— Вот вернулась и я, Илиеш!
— Хорошо сделала, крестная.
— Ты вырос, Илиеш, — глотая слезы, добавила она.
Позже он заметил, что улыбка, постоянно освещавшая ее лицо, стала совсем другой. Под глазами собралась сетка морщин, которые лучами тянулись к вискам.
Они пошли в парк, туда, где несколько часов назад он сидел в одиночестве.
Трава казалась сырой от вечерней прохлады. Лимпиада села у подножия карликовой яблони, которая распростерла свои ветви над самой землей. Пахло свежескошенным сеном. Над ними, вырываясь из окон клуба, неслась стая чудесных звуков. Лимпиада хотела сказать что-то, но вместо этого, чуть вытянув шею, склонила голову к плечу и долго напряженно вслушивалась.
— Это играет наш директор, — похвастался Илиеш.
Она не ответила. Ее тяжелые веки, как две ставни, прикрыли глаза. Она будто уснула. Трепещущая в воздухе мелодия была горька, как напиток из корней лопуха или полыни. На лицо Лимпиады легла тень старости. Илиеш с удивлением глядел на нее. На миг ему почудилось, что это не она — какая-то высохшая, с глубокими складками в уголках губ.
— Крестная! — застенчиво позвал он.
— Слушай, Илиеш, — посоветовала она, кивнув головой в сторону клуба. И тут мелодия оживилась, приобрела танцевальный ритм. Скорбные тени постепенно растаяли на лице Лимпиады. Теперь Илиеш снова увидел прежнюю крестную.
— Не тоскуешь по дому, Илиеш?
— Еще как!
— И я тосковала. А вот приехала и не нахожу себе места. Мать пишет тебе?
— Писала, но с той поры, как тут установился фронт…
— А-а. А я и забыла. — Она сделала паузу, вдохнула свежий воздух. — Живем, значит, Илиеш?
— Живем.
— И то хорошо. Другие, бедняги…
Стеснение, которое вначале напало на них, постепенно улетучивалось. Они стали рассказывать друг другу все пережитое и виденное за эти годы.
Она уезжала далеко, в глубину России, работала в колхозе за Волгой.

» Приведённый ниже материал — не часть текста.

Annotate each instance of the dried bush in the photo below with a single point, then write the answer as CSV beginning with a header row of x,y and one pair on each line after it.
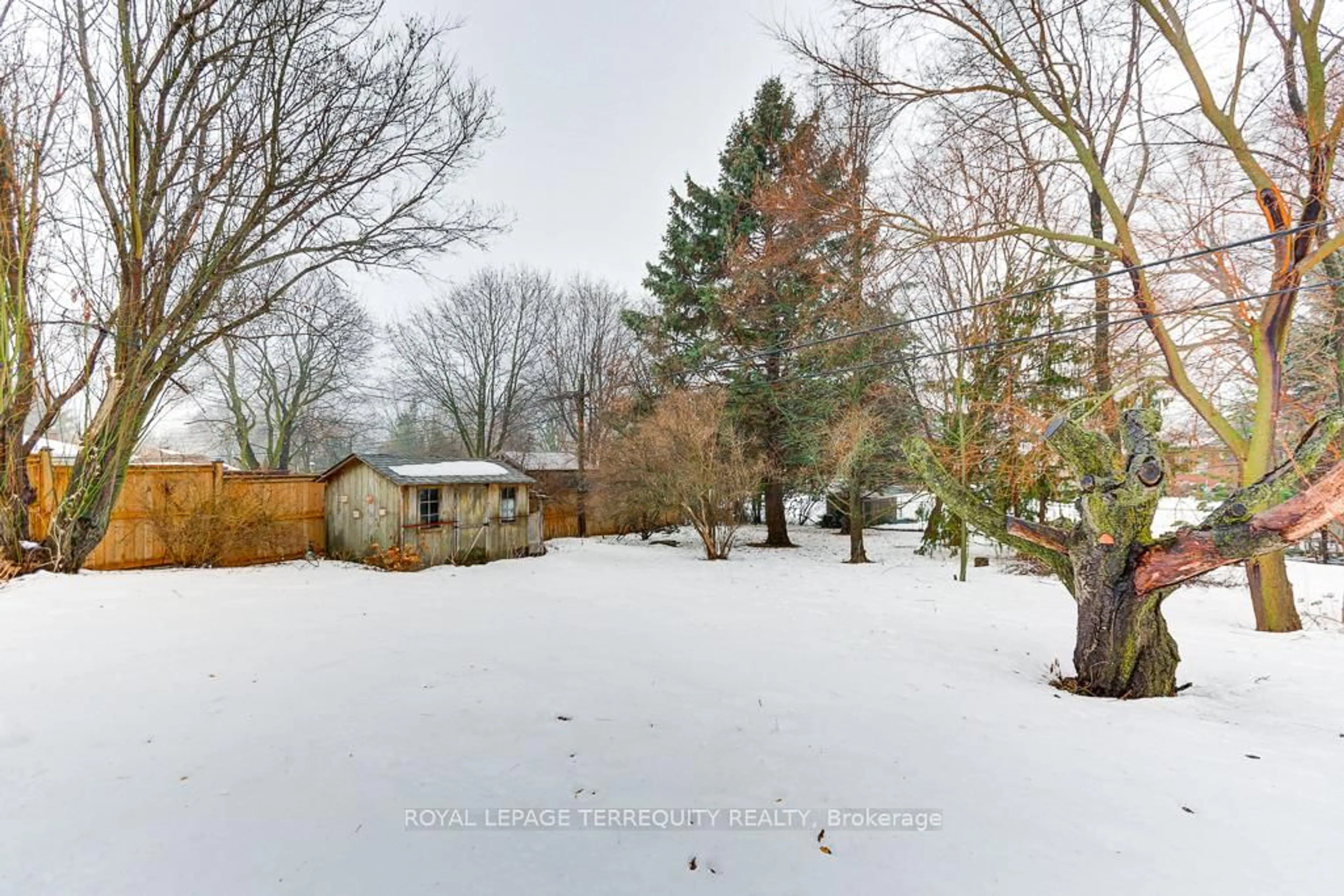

— Теперь мы организуем колхоз у нас… От Волги до наших мест все разрушено, сожжено.
Стемнело. В темноте легче было выкладывать все, что у тебя на сердце…
— Крестная, — спросил, Илиеш, — ты знаешь, что Ион калека?

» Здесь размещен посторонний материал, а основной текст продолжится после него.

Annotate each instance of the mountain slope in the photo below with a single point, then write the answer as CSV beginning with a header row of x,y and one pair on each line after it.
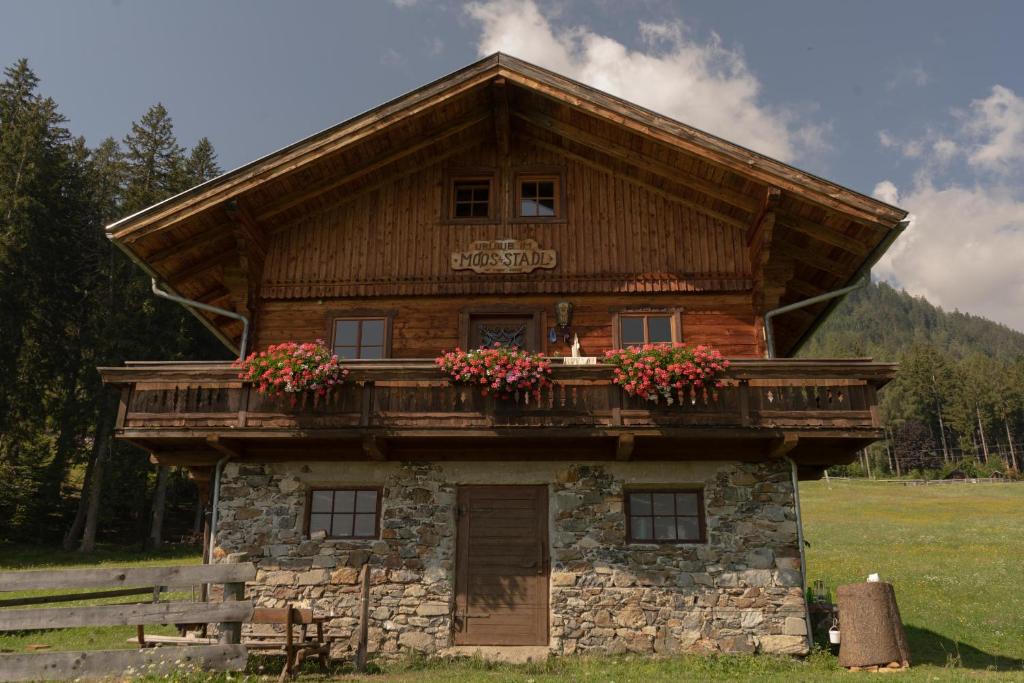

— Знаю, — ответила она, думая о чем-то другом. — Плохие вести быстро летят. Я узнала это еще до того, как вошла в хату.
— Дедушка отрезал ему ногу.
— Знаю, — произнесла она. Голос у нее дрожал.
Илиеш попытался увидеть ее глаза: плачет она или нет. Но она отвернулась, сделав вид, что смотрит в темноту.
И тут на какую-то минуту Илиеш превратился из ребенка в мужчину, прошедшего немалые испытания. Крестная предстала перед ним вдруг в облике страдающей матери, которая изливает ему свое горе. Он почувствовал, что должен что-то сказать ей, утешить. Сейчас она была слабей его, и ее слезы переворачивали всю его душу… Она пришла издалека, не жалея разбитых ног, чтобы увидеть его, Илиеша, узнать, что с ним. А ведь он о ней почти не думал и теперь не мог найти слов утешения. Хотелось положить ей руку на плечо, но он не осмелился. Умиленный, полный любви к ней, он взял ее руку и прижал к своему лицу. У нее были жесткие, твердые ладони.
Из клуба неслась горячая, ласкающая мелодия. В траве гудел шмель. На горизонте полыхали зарницы. Из-за олишканского леса поднималась большая и ленивая туча. Было слышно, как повар Миша мыл на кухне посуду.
— Я не плачу, — после паузы сказала Лимпиада. — Гляжу на звезды, давно их не видела.
На другой день они распрощались с фабрикой и вернулись в Валурены, куда звали их родной очаг и родная земля.
Но еще не раз призраки прошлого преследовали Илиеша, приходя ночами и тревожа его.
Село — деревня моего детства, — чем ты согрешило, что враги так изуродовали твой облик! Разве не довольно тебе бед, что ты перенесло со дня твоего зарождения? Почему же война разрушила и те несколько хатенок, которые оставались? Кому ты не понравилось, село? И как нашла тебя война в твоем тайнике среди холмов? Ведь ты даже не было отмечено на карте, село!